What the data clearly show is that the magnetization in the films of Fe nanoparticles embedded in Co matrices exceeds that of the Slater–Pauling curve till the density of nanoparticles reaches the percolation threshold at 25%. Then, the magnetization reduces to a value that is the weighted average of the Fe and Co bulk magnetic moments. This is due to the nanoparticles coming into contact and the Fe–Co interface reducing so that essentially there is a phase‐separated mixture. It is evident from the data for the Co nanoparticles in an Fe matrix, however, that a saturation magnetization of about 3 T can be achieved, which is significantly higher than the Slater–Pauling limit. The data in Figure 1.12are from a material rather than isolated nanoparticles, but it is still in the form of a very thin film approximately 50 nm thick, that is, a long way from a bulk material. With big improvements in the flux from nanoparticle sources, however, there are now patented ideas to produce bulk quantities of this nanostructured alloy, which the author's group is working on at the Universidad de Castilla‐La Mancha in Spain. It is envisaged that this material will find its way into motors for all‐electric transport within eight years where it will produce at least a 20% improvement in the power to weight ratio of the motor.

This development has been labored as it is an excellent example of incremental nanotechnology moving from the lab into applications. This is just a single example and the method of producing materials shown in Figure 1.11is a supreme way of making nanostructured materials in general. One can control the grain size independently of the volume fraction, there is free choice of the material in the grains or the matrix, and it is possible, using methods shown in Chapter 5, to make the nanoparticles out of more than one material in a range of motifs. These include alloy, core‐shell, and dumbbell nanoparticles, also called Janus particles as they have two different materials exposed at the surface. The method is likely to find its way into a range of applications in advanced materials.

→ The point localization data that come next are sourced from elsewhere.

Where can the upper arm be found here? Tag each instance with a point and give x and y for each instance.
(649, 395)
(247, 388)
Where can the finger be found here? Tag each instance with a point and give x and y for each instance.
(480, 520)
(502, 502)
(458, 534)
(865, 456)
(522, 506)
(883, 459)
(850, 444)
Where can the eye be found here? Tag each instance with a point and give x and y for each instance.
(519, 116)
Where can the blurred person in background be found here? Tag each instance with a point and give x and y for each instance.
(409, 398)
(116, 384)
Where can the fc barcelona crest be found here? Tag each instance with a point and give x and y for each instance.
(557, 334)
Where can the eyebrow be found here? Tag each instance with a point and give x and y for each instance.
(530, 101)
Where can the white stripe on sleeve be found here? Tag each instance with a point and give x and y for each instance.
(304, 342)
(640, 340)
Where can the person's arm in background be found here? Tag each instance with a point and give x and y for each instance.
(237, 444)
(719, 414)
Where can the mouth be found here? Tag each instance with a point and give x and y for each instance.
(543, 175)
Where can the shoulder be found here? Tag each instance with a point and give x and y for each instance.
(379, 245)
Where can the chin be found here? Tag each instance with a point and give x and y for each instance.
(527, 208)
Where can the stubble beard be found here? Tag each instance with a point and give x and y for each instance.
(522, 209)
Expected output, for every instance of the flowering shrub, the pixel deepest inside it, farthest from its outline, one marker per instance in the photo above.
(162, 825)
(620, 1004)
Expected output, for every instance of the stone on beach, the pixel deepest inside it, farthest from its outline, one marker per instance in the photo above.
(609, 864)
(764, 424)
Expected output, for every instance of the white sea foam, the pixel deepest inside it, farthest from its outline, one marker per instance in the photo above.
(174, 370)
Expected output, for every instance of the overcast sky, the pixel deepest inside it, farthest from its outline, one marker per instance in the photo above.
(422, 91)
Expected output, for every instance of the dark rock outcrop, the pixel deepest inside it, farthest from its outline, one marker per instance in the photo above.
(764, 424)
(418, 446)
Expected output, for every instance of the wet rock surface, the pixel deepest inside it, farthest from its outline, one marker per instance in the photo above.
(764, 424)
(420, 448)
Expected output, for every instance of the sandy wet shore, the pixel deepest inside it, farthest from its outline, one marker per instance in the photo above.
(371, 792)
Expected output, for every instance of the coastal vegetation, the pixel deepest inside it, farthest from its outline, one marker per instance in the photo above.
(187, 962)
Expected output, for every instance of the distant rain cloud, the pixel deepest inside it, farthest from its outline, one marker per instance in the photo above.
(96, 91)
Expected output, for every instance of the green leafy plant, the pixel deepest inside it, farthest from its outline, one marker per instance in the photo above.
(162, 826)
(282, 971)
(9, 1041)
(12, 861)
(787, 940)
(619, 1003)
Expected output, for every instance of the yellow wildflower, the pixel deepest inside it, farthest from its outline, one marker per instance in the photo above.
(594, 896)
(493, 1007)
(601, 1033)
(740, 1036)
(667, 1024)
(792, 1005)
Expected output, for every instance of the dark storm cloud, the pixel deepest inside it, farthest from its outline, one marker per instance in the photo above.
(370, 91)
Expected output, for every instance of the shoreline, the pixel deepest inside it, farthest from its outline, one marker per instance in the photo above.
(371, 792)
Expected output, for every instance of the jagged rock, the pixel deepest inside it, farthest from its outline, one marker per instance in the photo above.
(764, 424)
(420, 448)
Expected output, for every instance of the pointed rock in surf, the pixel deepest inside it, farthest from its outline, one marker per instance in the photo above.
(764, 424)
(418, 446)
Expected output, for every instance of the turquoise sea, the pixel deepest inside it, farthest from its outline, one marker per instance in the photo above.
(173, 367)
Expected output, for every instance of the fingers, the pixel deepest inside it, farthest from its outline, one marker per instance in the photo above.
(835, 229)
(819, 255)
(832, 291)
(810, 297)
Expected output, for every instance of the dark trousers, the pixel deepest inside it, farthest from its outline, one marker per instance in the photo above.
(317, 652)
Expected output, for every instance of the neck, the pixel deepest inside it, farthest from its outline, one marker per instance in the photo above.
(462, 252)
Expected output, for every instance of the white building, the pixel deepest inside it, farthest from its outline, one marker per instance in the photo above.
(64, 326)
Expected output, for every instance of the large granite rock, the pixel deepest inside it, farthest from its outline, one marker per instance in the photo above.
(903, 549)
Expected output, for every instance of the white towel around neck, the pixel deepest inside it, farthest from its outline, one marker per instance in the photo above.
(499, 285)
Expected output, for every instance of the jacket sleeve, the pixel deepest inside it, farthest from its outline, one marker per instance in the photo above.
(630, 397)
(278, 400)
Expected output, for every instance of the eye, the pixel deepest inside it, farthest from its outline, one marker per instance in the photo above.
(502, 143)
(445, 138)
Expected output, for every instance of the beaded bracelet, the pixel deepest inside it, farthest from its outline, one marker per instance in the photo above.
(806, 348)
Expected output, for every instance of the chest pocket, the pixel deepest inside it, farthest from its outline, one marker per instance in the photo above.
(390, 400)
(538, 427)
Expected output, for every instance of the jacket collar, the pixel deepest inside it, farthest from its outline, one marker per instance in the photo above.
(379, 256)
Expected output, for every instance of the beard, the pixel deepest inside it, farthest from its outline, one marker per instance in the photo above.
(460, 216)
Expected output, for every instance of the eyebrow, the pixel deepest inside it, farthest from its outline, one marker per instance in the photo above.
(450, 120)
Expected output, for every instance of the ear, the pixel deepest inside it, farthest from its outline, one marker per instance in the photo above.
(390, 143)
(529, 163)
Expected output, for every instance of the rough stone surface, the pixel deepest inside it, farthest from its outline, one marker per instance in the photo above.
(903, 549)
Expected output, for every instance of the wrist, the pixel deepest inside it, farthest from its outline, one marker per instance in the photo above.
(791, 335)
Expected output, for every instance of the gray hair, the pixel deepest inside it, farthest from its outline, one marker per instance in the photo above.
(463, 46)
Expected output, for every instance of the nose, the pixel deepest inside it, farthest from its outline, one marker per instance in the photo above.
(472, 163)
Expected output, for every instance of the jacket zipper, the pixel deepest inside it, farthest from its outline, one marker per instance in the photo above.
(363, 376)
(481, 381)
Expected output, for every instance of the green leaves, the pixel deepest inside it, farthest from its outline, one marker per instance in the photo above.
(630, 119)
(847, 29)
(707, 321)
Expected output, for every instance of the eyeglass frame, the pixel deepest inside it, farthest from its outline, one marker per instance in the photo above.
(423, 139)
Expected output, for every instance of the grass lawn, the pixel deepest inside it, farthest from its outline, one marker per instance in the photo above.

Mechanical properties such as the strength of metals can also be greatly improved by making them with nanoscale grains. Several basic attributes of materials are involved in defining their mechanical properties. One is strength, which includes characteristics with more precise definitions but basically determines how much a material deforms in response to a force. Others are hardness, which is given by the amount another body such as a ball bearing or diamond is able to penetrate a material, and wear resistance, which is determined by the rate at which a material erodes when in contact with another. These properties are dominated by the grain structure found in metals produced by normal processing. An example of the grains structure of a “normal” piece of metal is shown in Figure 1.13a, which is an electron microscope image showing the grain structure of tin. Each grain is a single‐crystal with a typical size of about 20 μm (20 000 nm). The mechanical properties listed above are due to grains slipping past each other or deforming, so clearly what happens at the grain boundaries is very important in determining properties such as strength, etc. It is possible by various techniques including nanoparticle deposition ( Figure 1.11), electro‐deposition, and special low‐temperature milling methods to produce metal samples in which the grains are a few nanometers across. An example is shown in Figure 1.13b, where, on the same scale as Figure 1.13a, the grain structure disappears to show a homogenous material. Blowing up the magnification a further 15 000×, however, ( Figure 1.13c) reveals the new nanoscale grain structure. In this image, the individual planes of atoms are indicated by the sets of parallel lines and the boundaries are where the lines suddenly change direction as highlighted for one of the grains. Whereas in the coarse‐grained metal shown in Figure 1.13a, about one atom in 100 000 is at a grain boundary, in the nano‐grained equivalent, about a quarter of the atoms are at a grain boundary. Clearly, this change is going to have a marked effect on the mechanical properties of the material. Changes in mechanical properties with grain size were quantified over 50 years ago by Hall and Petch [12, 13], but the modern ability to control the grain size right down to the nanometer scale can produce significant increases in performance.